The Wolverine was purposely kept well out of the ordinary track of ships coming or going from either China or Australia. And luck or not luck, after ten days’ steaming westward and north, they sighted an island unknown to the navigator, unknown to any chart. It was small, but cocoa-nuts waved from the summit of its lofty hills.
Here, at all events, there must be fruit in abundance, with probably edible rodents, and fish in the sea. And here the mutineers were marooned. Not without fishing gear were they left, nor without a small supply of biscuits, and just three fowling pieces and ammunition, with some axes and carpenter’s tools.
They deserved a worse fate, but Dickson was kind at heart.
Well, at any rate, they pass out of our story. On that island they probably are until this day.
Everyone on the Wolverine seemed to breathe more freely now, and the vessel was once more headed eastwards to regain her direct route to California and San Francisco.
For a whole week the breeze blew so pleasantly and steadily that fires were bunked and all sail set. The very ship herself seemed to have regained cheerfulness and confidence, and to go dancing over the sunlit sea, under her white wing-like studding sails, as if she were of a verity a thing of life. Those on board soon forgot all their trials and misery. The mutineers were themselves forgotten. Matty and Oscar (who had recovered from his spear wound) resumed their romps on deck, and surely never did sea-going yacht look more snug and clean than did the Wolverine at this time.

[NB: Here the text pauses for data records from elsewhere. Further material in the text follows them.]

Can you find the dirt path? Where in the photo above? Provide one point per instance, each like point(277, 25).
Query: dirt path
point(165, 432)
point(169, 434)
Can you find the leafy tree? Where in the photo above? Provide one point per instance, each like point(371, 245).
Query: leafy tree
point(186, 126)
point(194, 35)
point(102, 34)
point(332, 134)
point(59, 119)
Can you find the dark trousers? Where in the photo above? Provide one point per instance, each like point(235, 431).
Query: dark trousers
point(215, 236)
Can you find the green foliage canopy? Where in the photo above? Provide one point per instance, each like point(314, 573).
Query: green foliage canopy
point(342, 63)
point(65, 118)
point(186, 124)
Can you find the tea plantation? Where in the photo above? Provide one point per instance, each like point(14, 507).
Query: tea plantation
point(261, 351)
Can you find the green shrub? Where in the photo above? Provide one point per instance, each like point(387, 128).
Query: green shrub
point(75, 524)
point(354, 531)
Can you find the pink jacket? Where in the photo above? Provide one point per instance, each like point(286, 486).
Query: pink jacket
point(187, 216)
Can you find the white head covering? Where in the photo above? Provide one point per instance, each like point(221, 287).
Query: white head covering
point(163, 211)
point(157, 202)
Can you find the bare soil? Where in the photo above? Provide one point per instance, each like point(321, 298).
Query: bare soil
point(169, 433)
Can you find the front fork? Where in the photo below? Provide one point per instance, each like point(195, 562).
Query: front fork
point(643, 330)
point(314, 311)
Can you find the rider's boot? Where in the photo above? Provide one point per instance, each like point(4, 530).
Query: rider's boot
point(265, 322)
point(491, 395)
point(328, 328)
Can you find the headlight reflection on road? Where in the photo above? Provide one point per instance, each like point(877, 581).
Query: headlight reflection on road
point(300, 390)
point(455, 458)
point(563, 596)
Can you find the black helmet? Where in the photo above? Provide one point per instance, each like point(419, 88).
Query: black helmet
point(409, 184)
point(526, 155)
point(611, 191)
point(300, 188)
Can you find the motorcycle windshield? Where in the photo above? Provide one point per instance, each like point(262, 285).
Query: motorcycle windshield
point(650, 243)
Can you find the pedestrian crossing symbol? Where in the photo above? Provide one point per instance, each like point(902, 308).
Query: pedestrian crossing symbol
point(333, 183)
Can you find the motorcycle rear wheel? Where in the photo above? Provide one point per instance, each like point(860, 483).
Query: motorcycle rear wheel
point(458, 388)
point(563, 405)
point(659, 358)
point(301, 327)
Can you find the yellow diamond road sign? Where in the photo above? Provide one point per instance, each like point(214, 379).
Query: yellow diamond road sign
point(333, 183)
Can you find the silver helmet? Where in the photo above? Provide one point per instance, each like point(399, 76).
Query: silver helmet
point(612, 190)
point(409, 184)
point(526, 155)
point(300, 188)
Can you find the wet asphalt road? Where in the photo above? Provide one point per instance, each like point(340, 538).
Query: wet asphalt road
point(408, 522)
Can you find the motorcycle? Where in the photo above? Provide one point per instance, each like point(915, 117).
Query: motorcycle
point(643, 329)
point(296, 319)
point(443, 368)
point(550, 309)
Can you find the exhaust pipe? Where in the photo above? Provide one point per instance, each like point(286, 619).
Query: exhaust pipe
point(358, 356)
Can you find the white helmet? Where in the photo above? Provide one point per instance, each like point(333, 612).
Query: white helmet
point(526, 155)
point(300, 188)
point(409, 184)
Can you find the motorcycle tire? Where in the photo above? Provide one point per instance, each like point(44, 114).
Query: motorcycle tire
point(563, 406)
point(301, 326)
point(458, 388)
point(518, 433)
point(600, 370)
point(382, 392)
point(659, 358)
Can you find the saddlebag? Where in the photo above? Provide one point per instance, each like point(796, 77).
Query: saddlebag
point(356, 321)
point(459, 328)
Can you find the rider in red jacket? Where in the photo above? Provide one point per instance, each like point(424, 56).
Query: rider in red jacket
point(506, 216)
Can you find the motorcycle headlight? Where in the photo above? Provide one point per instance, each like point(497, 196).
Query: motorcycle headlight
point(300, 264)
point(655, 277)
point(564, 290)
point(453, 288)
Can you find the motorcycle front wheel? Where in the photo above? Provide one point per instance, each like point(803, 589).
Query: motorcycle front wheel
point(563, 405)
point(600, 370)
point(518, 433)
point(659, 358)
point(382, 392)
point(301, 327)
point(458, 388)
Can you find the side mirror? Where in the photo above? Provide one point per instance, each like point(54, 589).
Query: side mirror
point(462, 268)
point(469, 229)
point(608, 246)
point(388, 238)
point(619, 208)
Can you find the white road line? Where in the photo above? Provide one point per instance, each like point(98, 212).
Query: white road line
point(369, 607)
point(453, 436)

She was still far out of the usual track of ships, however, though now bearing more to the nor’ard. So far north were they, indeed, that the twilight at morn or even was very short indeed. In the tropics, it is not figurative language, but fact, to say that, the red sun seemed to leap from behind the clear horizon. But a few minutes before this one might have seen, high in the east, purple streaks of clouds, changing quickly to crimson or scarlet, then the sun, like a huge blood orange, dyeing the rippling sea.
At night the descent was just as sudden, but my pen would fail did I try to describe the evanescent beauty of those glorious sunsets.
Light and sunshine are ever lovely; so is colour; but here was light and colour co-mingled in a transformation scene so grand, so vast, that it struck the heart of the beholder with a species of wonder not unmixed with awe. And the beholders were usually silent. Then all night long in the west played the silent lightning, bringing into shape and form many a rock-like, tower-like cloud. It was behind these clouds of the night that this tropical lightning played and danced and shimmered.